Menace of thrown away vapes
If the medical case that would discourage e-smoking is not yet fully proven, the environmental arguments for banning disposable vapes are overwhelming. According to research from Material Focus, in 2023, five million of them were being casually discarded each week in the UK a fourfold increase from the previous year. Thrown away vapes are a fire hazard, because of their batteries, and a shocking waste of resources.
Since 2023, says the charity, vape producers and retailers have not increased their compliance with environmental regulations. Sales of disposable single-use vapes are now at least 360 million per year in the UK and growing.
For all the disposable single-use vapes sold in the UK this would be equivalent to providing the lithium in the batteries for over 6,700 electric vehicles in the UK. Over 90% of vape producers and 90% retailers, says the charity, are not fulfilling their statutory obligations to provide and pay for recycling for vapes – there are supposed to be takeback bins in the shops where they are sold. Have you ever seen one?
Vape drop off points, it says, were available in 33% of 57 specialist vape retailers survey. However, high street brands and convenience stores provided very little or zero recycling drop-off points. It warns that, without immediate action on retailer takeback and recycling at least a quarter of a billion single-use vapes will be thrown away between now and the possible imposition of a ban next year.
Anticipating the ban, manufacturers have adapted vape design, offering products with a USB slot for battery re-charging. Elfbar and Lost Mary, sister brands responsible for than half of the UK’s disposable vape sales, have launched reusable versions.
Tough battle ahead
Even if a ban on selling disposable vapes is implemented in the UK, in the face of familiar claims in the newspapers that fervently apposed indoor smoking restrictions, invoking the weird spectre of a ‘nanny state’, it won’t offer a magic solution to the environmental problem. Butler says: “There might be a slight change, because, in theory, there will be fewer waste batteries, but there will still be issues with littering for the pod element of the devices.
He adds: “The devices will still be sold for a little as £5. This will give the message, reinforced now locked-in consumer behaviour that they are a cheap, throwaway item.”
An Elfbar spokesperson said: “We refute any suggestion that we are trying to circumvent proposed restrictions.
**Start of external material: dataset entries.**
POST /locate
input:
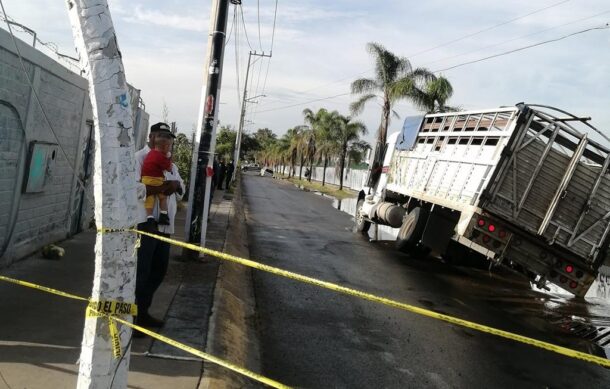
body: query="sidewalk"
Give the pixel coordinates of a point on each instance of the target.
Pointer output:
(40, 334)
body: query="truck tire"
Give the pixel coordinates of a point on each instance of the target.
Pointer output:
(362, 225)
(412, 229)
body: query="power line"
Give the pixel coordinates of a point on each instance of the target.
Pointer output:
(271, 49)
(604, 27)
(244, 23)
(517, 38)
(305, 102)
(258, 15)
(39, 102)
(487, 29)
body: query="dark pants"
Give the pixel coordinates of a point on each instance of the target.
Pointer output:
(229, 177)
(153, 258)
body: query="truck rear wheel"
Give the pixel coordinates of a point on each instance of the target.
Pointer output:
(362, 225)
(412, 229)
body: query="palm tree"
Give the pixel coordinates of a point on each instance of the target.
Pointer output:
(293, 138)
(348, 133)
(395, 79)
(317, 122)
(357, 151)
(433, 96)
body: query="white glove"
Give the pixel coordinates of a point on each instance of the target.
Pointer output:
(141, 191)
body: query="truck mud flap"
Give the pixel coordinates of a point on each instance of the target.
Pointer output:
(440, 228)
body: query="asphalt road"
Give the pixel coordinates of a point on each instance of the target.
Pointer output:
(316, 338)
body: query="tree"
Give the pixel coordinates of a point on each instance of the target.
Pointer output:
(265, 138)
(165, 112)
(317, 122)
(395, 79)
(433, 96)
(356, 152)
(293, 137)
(347, 134)
(225, 142)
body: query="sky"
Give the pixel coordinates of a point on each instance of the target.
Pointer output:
(319, 48)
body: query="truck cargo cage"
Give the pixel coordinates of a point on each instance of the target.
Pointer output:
(555, 183)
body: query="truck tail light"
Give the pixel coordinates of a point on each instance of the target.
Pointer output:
(573, 284)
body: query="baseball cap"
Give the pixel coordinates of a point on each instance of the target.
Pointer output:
(161, 128)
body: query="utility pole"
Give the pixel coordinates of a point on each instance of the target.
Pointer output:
(201, 166)
(243, 111)
(114, 188)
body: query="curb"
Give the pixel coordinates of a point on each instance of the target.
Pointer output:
(232, 331)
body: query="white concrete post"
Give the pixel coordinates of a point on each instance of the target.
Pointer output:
(114, 188)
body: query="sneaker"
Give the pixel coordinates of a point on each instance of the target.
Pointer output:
(147, 321)
(163, 219)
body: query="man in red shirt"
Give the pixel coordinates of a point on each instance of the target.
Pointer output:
(157, 161)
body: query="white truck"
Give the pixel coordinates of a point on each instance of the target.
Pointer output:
(524, 186)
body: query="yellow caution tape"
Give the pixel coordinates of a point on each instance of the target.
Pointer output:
(42, 288)
(108, 307)
(385, 301)
(115, 339)
(104, 308)
(112, 308)
(206, 356)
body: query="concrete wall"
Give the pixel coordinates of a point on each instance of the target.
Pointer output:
(29, 221)
(352, 178)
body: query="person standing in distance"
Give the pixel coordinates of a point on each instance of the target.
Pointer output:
(153, 255)
(229, 178)
(222, 168)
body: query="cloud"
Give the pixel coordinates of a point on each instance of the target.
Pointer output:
(159, 18)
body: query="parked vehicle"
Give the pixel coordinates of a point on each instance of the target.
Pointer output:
(524, 186)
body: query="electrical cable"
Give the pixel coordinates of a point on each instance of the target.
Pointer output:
(258, 15)
(244, 23)
(517, 38)
(229, 36)
(4, 380)
(271, 49)
(438, 46)
(236, 22)
(604, 27)
(487, 29)
(116, 369)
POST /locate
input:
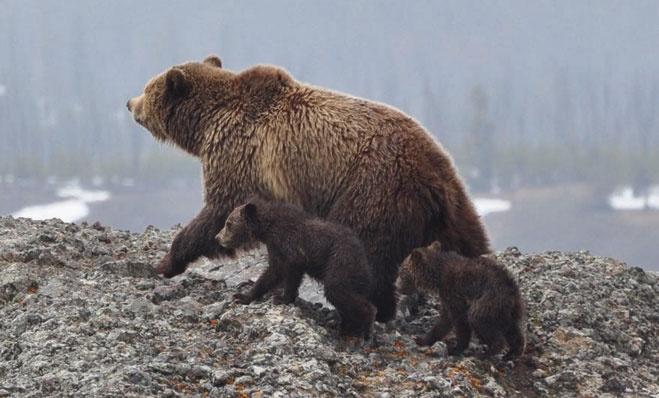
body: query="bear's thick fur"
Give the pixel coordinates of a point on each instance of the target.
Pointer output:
(476, 293)
(359, 163)
(299, 244)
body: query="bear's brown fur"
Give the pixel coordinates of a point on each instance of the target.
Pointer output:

We have worked with producer compliance schemes to ensure the costs of recycling vapes are met, and this is evolving due to the new waste electrical equipment directive requirements, which we support.”
EHOs played an essential role in making the case for and bringing about historic UK-wide tobacco legislation in 2007 and making it work. It was milestone in UK public health legislation, akin to the Clean Air Act of 1956. Vaping should not be prohibited across the board. but I think that we need to put the brakes on. The forces and interest groups in its favour are powerful and have deep pockets. It will be a tough battle.